A successful vegan baked good often combines multiple substitutes, because no single replacer covers all six functions. Vegan baking is a recipe-design problem with severe constraints, and the recipes that work are usually designed for the constraint, not converted from egg recipes. The best vegan bakers (Isa Chandra Moskowitz, Bryanna Clark Grogan, Fran Costigan) have developed substitution toolkits over decades.


🥖 Mastery Food Checkpoint

Where this chapter lands for each track.

  • Bread track. Chapter 17 introduced baker's percentages; Chapter 39 generalizes them. If you have followed the bread track, you can now do for any bread what you did for sourdough — pick a bread you love, weigh its components, calculate the percentages, vary one variable at a time, write down the version you settle on. The hydration, the salt percentage, the leavening percentage, the fat-and-sugar percentages — these are your design levers. Pull them on purpose.
  • Cheese track. Cheese is the most-constrained design space — you cannot just substitute by function in cheese-making, because the microbial dynamics are specific. But cheese as an ingredient is a recipe-design lever. Knowing what umami, fat, salt, and texture each cheese contributes lets you substitute cheeses across recipes (sharp pecorino for Parmigiano in pastas; aged gouda for cheddar in sauces; feta for ricotta salata in salads).
  • Chocolate track. Designing a dish around chocolate is a balance problem: bitterness, sweetness, fat richness, and aroma all need balancing. Pat's classroom assignment translates well — "design a dessert that uses chocolate as both a bitter and a sweet element, balanced by acid and salt." The flake of salt on a chocolate truffle. The lime in a chocolate mole. The coffee in a chocolate cake.

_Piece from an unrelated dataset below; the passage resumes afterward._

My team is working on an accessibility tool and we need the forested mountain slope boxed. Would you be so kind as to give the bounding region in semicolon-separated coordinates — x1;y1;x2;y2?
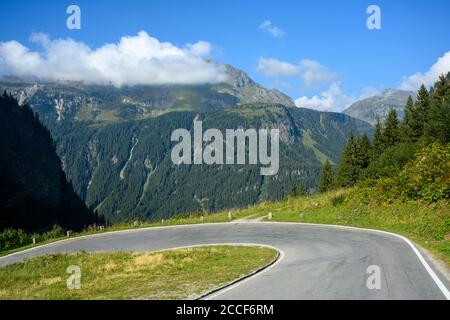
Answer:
0;94;96;231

  • Fermented vegetables track. Fermented vegetables are some of the most powerful design tools in the umami-and-acid columns. A spoonful of sauerkraut juice as a finishing acid. Kimchi as a topping that adds salt, acid, umami, and crunch all at once. Miso whisked into a vinaigrette base. The track gives you a library of finishing ingredients — and the chapter shows you how to wield them.

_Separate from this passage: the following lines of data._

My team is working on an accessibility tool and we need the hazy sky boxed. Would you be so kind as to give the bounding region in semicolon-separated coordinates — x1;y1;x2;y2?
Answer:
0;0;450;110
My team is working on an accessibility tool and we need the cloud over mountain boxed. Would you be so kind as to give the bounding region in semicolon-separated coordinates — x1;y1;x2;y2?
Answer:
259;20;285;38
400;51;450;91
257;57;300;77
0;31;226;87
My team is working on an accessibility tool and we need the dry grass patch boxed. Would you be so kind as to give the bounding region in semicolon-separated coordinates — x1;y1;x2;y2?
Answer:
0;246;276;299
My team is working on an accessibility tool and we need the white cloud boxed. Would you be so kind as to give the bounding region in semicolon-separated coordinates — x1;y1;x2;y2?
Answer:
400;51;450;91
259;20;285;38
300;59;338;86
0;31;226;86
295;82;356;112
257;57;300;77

  • Coffee track. Coffee is most often experienced as a beverage rather than as a recipe ingredient, but coffee-as-ingredient (the pinch in chocolate cake, the brewed shot in a chili, the espresso in a meat rub) is a powerful bitter-and-aromatic lever. The same chapter framework applies: what is the coffee doing in the dish? Bitterness, aroma, color, depth? Match that function and you can substitute another bitter source if the coffee isn't available.